The nine lepers have “Jewish privilege.” Yes, they are members of an occupied and oppressed people. They don’t have the same privilege that Greeks and Romans do. But no matter what, in Galilee they are higher on social ladder than this Samaritan. Jesus doesn’t condemn the fact of that privilege. He merely points it out. And then he tells the one without that privilege, “Your faith has made you well.”

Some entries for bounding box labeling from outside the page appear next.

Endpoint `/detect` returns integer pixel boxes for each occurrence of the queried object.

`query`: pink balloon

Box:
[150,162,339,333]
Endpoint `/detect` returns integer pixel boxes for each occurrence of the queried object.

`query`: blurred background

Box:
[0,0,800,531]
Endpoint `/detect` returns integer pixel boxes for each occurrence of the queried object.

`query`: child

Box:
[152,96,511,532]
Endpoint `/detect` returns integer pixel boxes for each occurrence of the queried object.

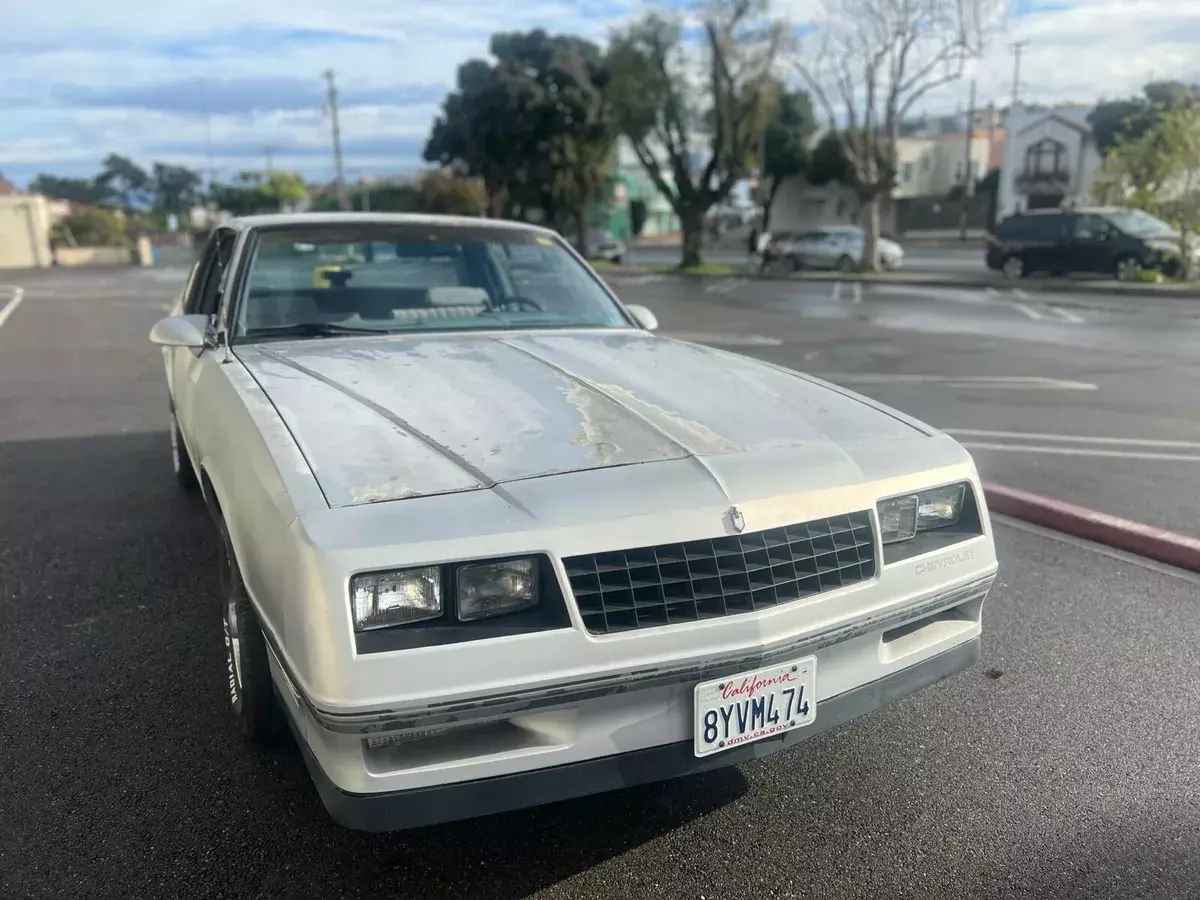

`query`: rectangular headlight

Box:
[350,565,442,631]
[917,485,966,532]
[457,559,538,622]
[876,494,920,544]
[875,482,967,544]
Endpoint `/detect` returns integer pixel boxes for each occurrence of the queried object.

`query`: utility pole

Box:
[324,70,350,212]
[959,78,974,241]
[1009,40,1028,107]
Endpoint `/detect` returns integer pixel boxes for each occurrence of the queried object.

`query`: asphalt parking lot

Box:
[0,271,1200,900]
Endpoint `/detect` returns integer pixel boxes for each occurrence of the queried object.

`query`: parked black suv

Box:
[988,208,1180,281]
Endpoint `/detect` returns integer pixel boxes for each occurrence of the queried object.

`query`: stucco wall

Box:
[0,194,50,269]
[58,247,131,269]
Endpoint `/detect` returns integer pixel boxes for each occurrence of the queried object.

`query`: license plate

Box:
[695,656,817,756]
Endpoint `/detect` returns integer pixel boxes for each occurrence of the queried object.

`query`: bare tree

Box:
[794,0,1004,269]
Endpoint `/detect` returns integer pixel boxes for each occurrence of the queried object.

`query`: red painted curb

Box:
[983,484,1200,572]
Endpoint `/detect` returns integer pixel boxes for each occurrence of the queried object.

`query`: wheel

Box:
[170,413,200,491]
[1000,256,1025,278]
[1114,256,1141,281]
[218,522,280,743]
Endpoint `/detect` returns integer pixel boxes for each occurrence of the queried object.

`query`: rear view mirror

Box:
[625,304,659,331]
[150,316,209,349]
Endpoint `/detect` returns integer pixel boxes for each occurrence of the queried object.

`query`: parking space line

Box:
[942,428,1200,450]
[1013,303,1045,322]
[0,288,25,328]
[960,440,1200,462]
[817,372,1097,391]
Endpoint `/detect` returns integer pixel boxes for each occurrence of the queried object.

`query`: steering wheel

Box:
[493,294,546,312]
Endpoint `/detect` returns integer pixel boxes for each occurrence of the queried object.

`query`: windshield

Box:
[1109,209,1175,238]
[233,224,630,338]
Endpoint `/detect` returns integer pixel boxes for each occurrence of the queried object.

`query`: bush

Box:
[50,209,128,247]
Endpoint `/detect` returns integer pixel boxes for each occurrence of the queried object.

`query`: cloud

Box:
[0,0,1200,188]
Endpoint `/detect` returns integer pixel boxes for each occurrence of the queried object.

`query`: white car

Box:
[150,214,996,830]
[772,226,904,272]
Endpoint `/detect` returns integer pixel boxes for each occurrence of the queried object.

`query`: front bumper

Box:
[288,637,979,832]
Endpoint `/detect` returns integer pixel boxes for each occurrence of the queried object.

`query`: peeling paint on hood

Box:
[236,331,917,506]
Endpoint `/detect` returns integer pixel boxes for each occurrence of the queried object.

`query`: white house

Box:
[996,106,1100,218]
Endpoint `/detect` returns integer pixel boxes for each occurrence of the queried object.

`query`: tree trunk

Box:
[762,178,784,232]
[679,210,704,269]
[859,193,883,272]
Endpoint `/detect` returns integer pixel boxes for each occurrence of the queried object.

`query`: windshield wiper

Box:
[245,322,391,338]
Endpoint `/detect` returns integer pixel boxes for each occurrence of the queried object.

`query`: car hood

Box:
[236,330,924,508]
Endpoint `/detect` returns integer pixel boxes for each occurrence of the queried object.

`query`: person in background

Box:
[755,229,770,269]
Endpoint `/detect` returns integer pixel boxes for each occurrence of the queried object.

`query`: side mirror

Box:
[150,316,209,349]
[625,304,659,331]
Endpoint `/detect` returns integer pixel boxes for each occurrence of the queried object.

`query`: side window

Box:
[194,232,235,316]
[184,235,217,316]
[1075,215,1112,241]
[1030,216,1067,241]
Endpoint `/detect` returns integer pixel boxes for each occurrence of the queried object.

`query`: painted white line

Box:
[943,428,1200,450]
[0,288,25,328]
[662,331,784,347]
[1013,301,1045,322]
[820,372,1096,391]
[960,440,1200,462]
[1046,306,1084,325]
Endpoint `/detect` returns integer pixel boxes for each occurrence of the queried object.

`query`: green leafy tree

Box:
[210,172,308,216]
[151,162,203,216]
[796,0,1004,269]
[416,168,487,216]
[95,154,154,211]
[762,91,816,230]
[608,0,785,268]
[491,29,617,252]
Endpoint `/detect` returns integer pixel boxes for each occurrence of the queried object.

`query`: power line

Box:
[324,70,350,211]
[1008,38,1030,107]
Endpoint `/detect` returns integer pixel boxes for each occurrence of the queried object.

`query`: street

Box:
[625,241,988,275]
[0,270,1200,900]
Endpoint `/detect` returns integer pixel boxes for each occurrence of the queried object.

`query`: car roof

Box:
[228,212,554,234]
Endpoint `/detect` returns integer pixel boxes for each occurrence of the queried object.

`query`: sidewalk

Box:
[593,264,1200,300]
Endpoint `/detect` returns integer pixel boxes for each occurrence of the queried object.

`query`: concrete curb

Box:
[983,484,1200,572]
[593,264,1200,300]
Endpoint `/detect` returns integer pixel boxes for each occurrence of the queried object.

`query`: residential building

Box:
[893,128,1004,198]
[996,104,1100,218]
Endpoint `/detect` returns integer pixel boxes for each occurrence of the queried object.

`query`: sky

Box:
[0,0,1200,185]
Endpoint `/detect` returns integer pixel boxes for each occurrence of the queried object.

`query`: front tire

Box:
[170,413,200,491]
[217,522,280,744]
[1114,256,1142,281]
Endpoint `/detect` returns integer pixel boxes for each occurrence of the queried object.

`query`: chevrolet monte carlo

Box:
[150,214,996,830]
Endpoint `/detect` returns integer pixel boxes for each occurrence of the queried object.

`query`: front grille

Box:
[563,512,875,635]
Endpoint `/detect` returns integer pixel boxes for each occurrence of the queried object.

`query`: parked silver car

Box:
[770,226,904,271]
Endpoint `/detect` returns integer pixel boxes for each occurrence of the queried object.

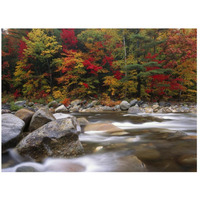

Jesus has come to gather the ones without privilege. In him, all who are cast out and despised can find a home. When the established order excludes them, Jesus gives them a place to belong. And that belonging—born not of race or gender or religion or social status, but of having been welcomed and healed—makes this Samaritan extremely thankful.
In our world today, it works the same way. Jesus comes for all of us, yes, but the more privilege we have, the harder it may be for us to appreciate that. It may also be harder for us to show thanks. The more we think we can handle our own lives, all on our own, the fewer people we’ll think we rely on. The extreme privilege of wealth and power can even cut us off from our community, though nobody has questioned our belonging. Extreme privilege can make us isolated and lonely. And when real problems do come along, our privilege can exacerbate this isolation.
Meanwhile, those without privilege are often better at building community. Those who have nothing left to lose will make the time to build relationships, because you never know whose help you’ll need and when. Ten lepers find common cause in an illness that transcends their religious differences. It also happens in our own time. I have one more story for you.
Several years ago in Bellingham, somebody broke into one of the buildings belonging to St. Paul’s Episcopal Church—the building where, every Tuesday, we served a meal to dozens of people down on their luck. The thief stripped out a bunch of copper wire to sell. We had to close the building for a week until the damage could be repaired, to the tune of $1,000. This number became widely known, as the local TV news ran a story on the break-in and interviewed the rector.
About a week later, a check showed up at the church office. It was from an anonymous source, but a brief note told us it was a collection taken up among the homeless population of Bellingham in deepest gratitude for the use of our space on Tuesday mornings. The check was for $1,000.
In a separate incident, a veteran who had formerly been homeless also came by the office with a check for $1,000. He encouraged us to keep doing what we were doing.
Gratitude and faith go hand in hand. Those who cannot count on their own efforts learn to rely on others to help them. When the opportunity comes to give back, that can happen too, with amazing results. And giving thanks, whether through money or simply through a kind word, isn’t just a polite thing to do. It actually strengthens the relationship.
As we gather here today to meet Jesus at this table, I invite you to take a moment to notice who isn’t here. This community extends far beyond Sunday morning worship. Who are the people in your life who might be afraid to join us for this feast, for fear of being told they don’t actually belong? Who are the people who literally can’t get here on a Sunday morning, through illness or work schedule or lack of transportation, but who are longing for community? What can you do this week to include them? There are no outcasts here—there are only those who are still learning how to give up our privilege and follow in Jesus’ footsteps. And that includes every one of us. Amen.